Giosuè 1:8; “Questo libro della legge non si diparta mai dalla tua bocca, ma meditalo giorno e notte, cercando di agire secondo tutto ciò che vi è scritto, perché allora riuscirai nelle tue imprese, allora prospererai.”

Agire significa sperimentare la verità della Parola, perché se non la viviamo coerentemente, resterà solo parola e mai sostanza, quindi dobbiamo metterla in pratica. Sfidiamo Dio dicendo: “Signore, se perdono quella persona, Tu mi benedici? Va bene, la perdono,” ma facciamolo sul serio, sapendo che quando lo facciamo, Lui vince sempre e ogni volta che vince, noi siamo benedetti.
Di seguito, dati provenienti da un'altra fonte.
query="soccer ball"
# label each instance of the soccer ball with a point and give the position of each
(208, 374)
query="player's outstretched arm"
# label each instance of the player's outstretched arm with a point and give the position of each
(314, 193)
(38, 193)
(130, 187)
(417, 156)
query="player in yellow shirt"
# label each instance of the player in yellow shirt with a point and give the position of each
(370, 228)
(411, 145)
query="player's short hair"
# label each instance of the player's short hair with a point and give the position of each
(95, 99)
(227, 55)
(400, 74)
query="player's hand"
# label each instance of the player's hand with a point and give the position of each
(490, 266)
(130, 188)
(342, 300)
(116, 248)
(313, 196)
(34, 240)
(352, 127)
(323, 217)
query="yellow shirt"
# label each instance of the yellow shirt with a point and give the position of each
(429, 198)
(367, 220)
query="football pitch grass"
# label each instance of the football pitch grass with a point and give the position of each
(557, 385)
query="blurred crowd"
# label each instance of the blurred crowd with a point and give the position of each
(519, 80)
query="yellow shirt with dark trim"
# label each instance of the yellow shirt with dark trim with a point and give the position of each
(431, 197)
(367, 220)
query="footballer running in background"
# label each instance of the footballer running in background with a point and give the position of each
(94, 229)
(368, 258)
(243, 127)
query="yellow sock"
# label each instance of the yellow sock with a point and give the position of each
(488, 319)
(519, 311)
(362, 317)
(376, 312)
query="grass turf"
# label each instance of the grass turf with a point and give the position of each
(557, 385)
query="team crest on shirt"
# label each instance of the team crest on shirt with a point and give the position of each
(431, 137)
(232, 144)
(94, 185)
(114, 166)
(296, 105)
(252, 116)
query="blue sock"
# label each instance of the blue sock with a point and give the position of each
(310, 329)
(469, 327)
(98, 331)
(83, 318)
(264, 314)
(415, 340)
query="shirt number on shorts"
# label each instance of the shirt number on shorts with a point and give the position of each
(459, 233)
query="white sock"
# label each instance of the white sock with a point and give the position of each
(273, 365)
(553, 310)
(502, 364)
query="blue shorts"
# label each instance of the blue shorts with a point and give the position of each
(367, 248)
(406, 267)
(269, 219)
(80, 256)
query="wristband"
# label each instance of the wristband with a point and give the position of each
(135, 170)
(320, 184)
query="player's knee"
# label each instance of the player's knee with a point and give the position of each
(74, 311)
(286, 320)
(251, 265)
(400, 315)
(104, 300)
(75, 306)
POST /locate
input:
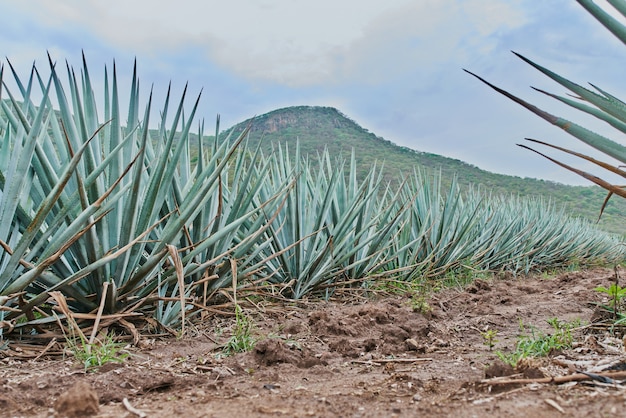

Esistono tre tipi di alimentazione spirituale: la prima riguarda chi vive secondo spirito, anima e corpo; la seconda chi segue anima, corpo e spirito; la terza chi mette al primo posto il corpo, poi spirito e anima. Nella terza categoria, il corpo domina e lo spirito è muto; l’unico alimento è il piacere carnale, governato dal principio del piacere. Non ci sarebbe nulla di cristiano, nemmeno in apparenza, perché si cercherebbe solo la soddisfazione della carne e la presenza di Dio annoierebbe. Nella seconda categoria, l’anima domina, urla e si nutre di relazioni: emozioni e legami con le persone ci fanno sentire valutati e accettati. Le relazioni orizzontali governano le scelte e l’amore è legato all’approvazione altrui. Lo spirito resta muto anche qui, mentre il corpo sostiene l’anima nel coltivare relazioni. Nella prima categoria, invece, si vive secondo spirito, anima e corpo; ci si nutre della presenza di Dio, della Parola, della preghiera in altre lingue, come dice la Scrittura: chi parla in altre lingue edifica sé stesso. Ci si alimenta di tutto ciò che permette a Dio di guidare la nostra vita; pur avendo un’anima e un corpo normali, si mantiene il contatto con lo Spirito Santo, che ci ricorda sempre: “Io ti amo e qualsiasi cosa possa succedere, io scelgo sempre te.”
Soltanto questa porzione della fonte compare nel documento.